The dual processors won't do as much as you think. I was running vb at work as a knowledgebase on a dual xeon and I'd watch as only one cpu would be used at a time. It was really retarded. A friend of mine did some masters research in this area and discovered that the best case improvement that dual processors can make is 50%. I initially liked the idea of dual processors when they first came to the desktop, but after doing the research, it's usually not worth it. Besides, if you're already to the limit on your current box, I don't know if a mere 50%-75% improvement could sustain you for too long. And considering the investment, it's probably not too good bang for buck if it only buys a short time before the next upgrade.

3Com and Intel make some good server nics that are specifically designed to be very low on cpu utilization. The HD upgrade from the 100g IDE to the 146g SCSI will be tremendous as far as data transfer is concerned, although I'd hesitate on the caching controller. Back in the day I did some study on caching vs non-caching and the software caches at the time showed that it was possible to achieve the same performance as a caching controller with just a regular controller and a software cache.

Umm....what was this thread originally talking about? I forgot :D

SamirDarji
09-06-2004, 05:34 AM
One last question on this topic. Are you running the dual processor in Windows or Linux? I find that Linux is far superious in utilizing the dual processors over Windows. I use both in my environment, and I find that alot of Windows application have difficulty or is impossible to fully utilize the second processor.
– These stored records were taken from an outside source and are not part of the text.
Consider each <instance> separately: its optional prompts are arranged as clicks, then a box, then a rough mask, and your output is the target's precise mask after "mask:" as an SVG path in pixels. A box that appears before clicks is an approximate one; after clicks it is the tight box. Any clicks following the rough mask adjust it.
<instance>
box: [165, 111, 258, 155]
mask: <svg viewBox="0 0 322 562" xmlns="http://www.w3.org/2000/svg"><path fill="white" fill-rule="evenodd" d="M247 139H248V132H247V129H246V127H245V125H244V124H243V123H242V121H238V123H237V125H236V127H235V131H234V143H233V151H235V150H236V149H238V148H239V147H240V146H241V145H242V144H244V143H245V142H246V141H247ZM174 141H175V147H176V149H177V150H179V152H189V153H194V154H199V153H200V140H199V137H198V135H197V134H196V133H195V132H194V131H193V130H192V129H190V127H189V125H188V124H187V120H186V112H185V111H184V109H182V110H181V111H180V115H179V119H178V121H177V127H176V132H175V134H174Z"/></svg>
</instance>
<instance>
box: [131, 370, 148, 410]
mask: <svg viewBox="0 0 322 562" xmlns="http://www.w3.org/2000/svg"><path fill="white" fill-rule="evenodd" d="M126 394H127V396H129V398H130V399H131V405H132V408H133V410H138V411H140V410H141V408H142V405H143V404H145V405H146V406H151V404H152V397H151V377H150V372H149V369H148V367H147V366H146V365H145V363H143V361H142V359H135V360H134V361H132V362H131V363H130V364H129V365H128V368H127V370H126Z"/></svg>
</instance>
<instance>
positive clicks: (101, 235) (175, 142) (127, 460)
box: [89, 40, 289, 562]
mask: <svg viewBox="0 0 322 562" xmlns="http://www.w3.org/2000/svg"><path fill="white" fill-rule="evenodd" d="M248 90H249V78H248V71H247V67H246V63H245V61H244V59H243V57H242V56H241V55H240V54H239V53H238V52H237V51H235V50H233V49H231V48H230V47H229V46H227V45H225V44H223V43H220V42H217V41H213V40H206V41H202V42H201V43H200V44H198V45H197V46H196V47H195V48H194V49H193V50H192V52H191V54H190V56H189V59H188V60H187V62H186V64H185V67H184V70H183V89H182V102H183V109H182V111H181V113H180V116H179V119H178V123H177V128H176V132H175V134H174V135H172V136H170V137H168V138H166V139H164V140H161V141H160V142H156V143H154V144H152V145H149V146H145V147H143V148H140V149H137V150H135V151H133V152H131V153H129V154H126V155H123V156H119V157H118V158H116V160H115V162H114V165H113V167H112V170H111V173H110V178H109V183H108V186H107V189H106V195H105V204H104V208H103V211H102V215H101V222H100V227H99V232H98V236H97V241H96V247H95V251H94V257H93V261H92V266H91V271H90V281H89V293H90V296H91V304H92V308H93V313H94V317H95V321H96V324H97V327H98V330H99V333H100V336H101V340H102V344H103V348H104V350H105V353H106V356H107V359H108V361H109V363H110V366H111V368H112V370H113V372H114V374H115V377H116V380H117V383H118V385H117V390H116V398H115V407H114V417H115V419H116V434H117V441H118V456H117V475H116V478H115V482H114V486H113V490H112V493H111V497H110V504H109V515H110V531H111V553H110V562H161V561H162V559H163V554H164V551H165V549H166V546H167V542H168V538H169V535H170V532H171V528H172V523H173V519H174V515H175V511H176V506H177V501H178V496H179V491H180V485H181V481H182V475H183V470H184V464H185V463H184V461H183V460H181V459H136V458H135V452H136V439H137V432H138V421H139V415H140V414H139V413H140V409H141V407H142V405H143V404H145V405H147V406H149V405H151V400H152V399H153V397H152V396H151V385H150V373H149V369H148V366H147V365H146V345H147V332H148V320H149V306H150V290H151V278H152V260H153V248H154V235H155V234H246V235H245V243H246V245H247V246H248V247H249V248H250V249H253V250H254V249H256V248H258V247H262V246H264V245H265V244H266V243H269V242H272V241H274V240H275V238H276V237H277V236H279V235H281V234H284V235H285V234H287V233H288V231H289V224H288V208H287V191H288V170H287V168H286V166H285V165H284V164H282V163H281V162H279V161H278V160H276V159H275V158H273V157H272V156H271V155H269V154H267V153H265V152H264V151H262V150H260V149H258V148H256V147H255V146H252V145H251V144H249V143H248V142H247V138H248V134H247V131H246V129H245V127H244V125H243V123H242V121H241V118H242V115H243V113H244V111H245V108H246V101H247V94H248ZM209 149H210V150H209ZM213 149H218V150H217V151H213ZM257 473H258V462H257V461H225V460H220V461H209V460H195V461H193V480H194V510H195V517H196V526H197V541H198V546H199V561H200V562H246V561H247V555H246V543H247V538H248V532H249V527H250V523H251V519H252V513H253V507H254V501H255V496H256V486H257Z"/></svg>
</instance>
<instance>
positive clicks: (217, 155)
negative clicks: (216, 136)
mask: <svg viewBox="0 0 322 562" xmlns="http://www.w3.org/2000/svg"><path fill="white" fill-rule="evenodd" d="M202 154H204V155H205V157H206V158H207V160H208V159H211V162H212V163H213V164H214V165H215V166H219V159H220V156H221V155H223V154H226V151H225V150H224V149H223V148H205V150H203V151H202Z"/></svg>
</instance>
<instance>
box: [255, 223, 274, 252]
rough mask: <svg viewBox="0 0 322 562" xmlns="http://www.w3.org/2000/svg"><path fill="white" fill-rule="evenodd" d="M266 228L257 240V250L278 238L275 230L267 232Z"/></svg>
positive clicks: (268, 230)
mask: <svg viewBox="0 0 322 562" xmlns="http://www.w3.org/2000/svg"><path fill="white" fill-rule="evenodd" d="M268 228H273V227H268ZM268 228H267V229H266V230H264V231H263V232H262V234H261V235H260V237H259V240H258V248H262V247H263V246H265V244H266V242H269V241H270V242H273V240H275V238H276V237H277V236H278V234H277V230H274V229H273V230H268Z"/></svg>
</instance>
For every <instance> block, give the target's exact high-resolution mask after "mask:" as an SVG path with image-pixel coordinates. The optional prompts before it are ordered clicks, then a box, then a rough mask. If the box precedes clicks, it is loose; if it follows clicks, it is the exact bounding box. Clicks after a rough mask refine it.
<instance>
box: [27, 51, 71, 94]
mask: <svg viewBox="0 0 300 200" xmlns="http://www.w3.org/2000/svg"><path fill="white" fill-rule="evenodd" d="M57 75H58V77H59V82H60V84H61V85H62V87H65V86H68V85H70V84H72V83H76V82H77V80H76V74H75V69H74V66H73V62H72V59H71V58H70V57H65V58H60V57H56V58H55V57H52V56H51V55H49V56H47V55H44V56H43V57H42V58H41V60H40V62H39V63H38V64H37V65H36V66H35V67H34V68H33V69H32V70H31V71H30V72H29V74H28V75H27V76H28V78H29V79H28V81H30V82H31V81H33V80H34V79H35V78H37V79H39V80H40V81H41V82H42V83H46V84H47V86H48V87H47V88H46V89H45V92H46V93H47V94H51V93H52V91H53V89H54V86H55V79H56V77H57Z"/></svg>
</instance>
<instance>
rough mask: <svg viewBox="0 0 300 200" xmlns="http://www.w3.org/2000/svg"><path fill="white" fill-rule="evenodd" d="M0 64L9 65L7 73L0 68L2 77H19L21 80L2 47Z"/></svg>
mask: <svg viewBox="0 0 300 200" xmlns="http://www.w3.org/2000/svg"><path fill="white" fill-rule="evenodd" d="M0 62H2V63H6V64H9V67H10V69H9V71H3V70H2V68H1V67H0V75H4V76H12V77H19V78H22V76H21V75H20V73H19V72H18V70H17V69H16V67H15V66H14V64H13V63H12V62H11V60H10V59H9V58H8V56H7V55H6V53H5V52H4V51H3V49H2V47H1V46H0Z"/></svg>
The dual processor environment I had experience with was a Win2k3 dell blade server. But my friend's reasearch was all unix-based and using x86 compatible chips. And 50% was the best case scenario. The real-world usage was much less. Even with advances in chips, designs, and software, I would think we're only closer to that 50% for real-world usage. But again, if the costs are only 50% more and you're getting 50% more gain, then the price/performance ratio is fine. And I believe that a dual setup would work in your case, but what I'd be afraid of is for how long. The cost and headache of upgrading the hardware is much more than the hardware itself for a high usage site like yours. A dual setup wouldn't be worth it if it only lasts a year before another major upgrade.